Method: A questionnaire was developed using the BACPAR Oedema guidance document and the relevant UK study on this area. The questionnaire included sections addressing the use of compression/shrinker socks, rigid dressings, wheelchair stump boards, PPAM-aid™, and elastic bandage wrapping. The questionnaire were posted to Vascular Consultants, Physiotherapists, Occupational Therapists and Clinical Nurse Managers, who manage acute lower limb amputation in the 9 major amputation hospitals.
Results: Thirty-six questionnaires were returned from 55 sent (65.5% response rate). Almost half (44%) measured residuum volume, with Physiotherapists most likely to do so. Nearly two-thirds (61%) weren't familiar with the BACPAR guidance document. The wheelchair stump board was the most common method used in almost 92% of respondents, mainly applied less than 1 week post-operatively, by Occupational Therapists. The compression sock was also used in 78% of surveys, mainly applied more than 10 days post-operatively, by Physiotherapists. The compression sock was most commonly donned during the day and removed at night. Rigid dressings were not used by almost 92% of respondents, the main reason reported for this was lack of knowledge. A positive finding was that Elastic Bandage Wrapping was not used in almost 80% of respondents, as it has been shown not to benefit patients in numerous studies. However, the main reason for non-use was lack of training or experience, as opposed to findings from previous research. The PPAM-aid™ was used in 78% of Physiotherapists, usually from 11 days post-operatively for 30 minute sessions.
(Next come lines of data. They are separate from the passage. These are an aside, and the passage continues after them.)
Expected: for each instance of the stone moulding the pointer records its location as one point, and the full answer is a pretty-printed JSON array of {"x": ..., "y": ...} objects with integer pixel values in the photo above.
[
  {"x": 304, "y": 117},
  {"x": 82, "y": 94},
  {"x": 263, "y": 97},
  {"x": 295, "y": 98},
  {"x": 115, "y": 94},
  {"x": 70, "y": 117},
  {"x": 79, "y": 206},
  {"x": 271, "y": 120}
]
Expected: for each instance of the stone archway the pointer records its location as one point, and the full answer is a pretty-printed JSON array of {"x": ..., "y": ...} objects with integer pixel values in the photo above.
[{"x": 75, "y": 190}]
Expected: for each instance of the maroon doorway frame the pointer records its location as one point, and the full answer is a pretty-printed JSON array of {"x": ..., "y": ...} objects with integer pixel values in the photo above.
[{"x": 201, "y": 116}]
Conclusions: This study has found evidence of sub-optimal oedema control after lower limb amputation and decreased awareness of relevant guidelines or research. The use of rigid dressings was very low among all professions, despite this area having the greatest evidence base. Compression sock and PPAM-aid™ use were also below recommended levels. There is a need for education and training on the application of rigid dressings, and the detrimental effect of elastic bandage wrapping if applied incorrectly. More research is required on the shrinker sock, wheelchair stump board and PPAM-aid™ to prove their effectiveness in oedema management after lower limb amputation.
References:
Bouch E, Burns K, Geer E, Fuller M, Rose A. (2012) Guidance for the multi-disciplinary team on the management of post-operative residuum oedema in lower limb amputees. British Association of Chartered Physiotherapists in Amputee Rehabilitation
Torrance L. (2014) The Management of Post-Operative Residuum Oedema: A Review of Current Practice. Unpublished Conference Presentation.
Ethical Approval: Ethical approval was obtained from the National Rehabilitation Hospital Research Ethics Committee.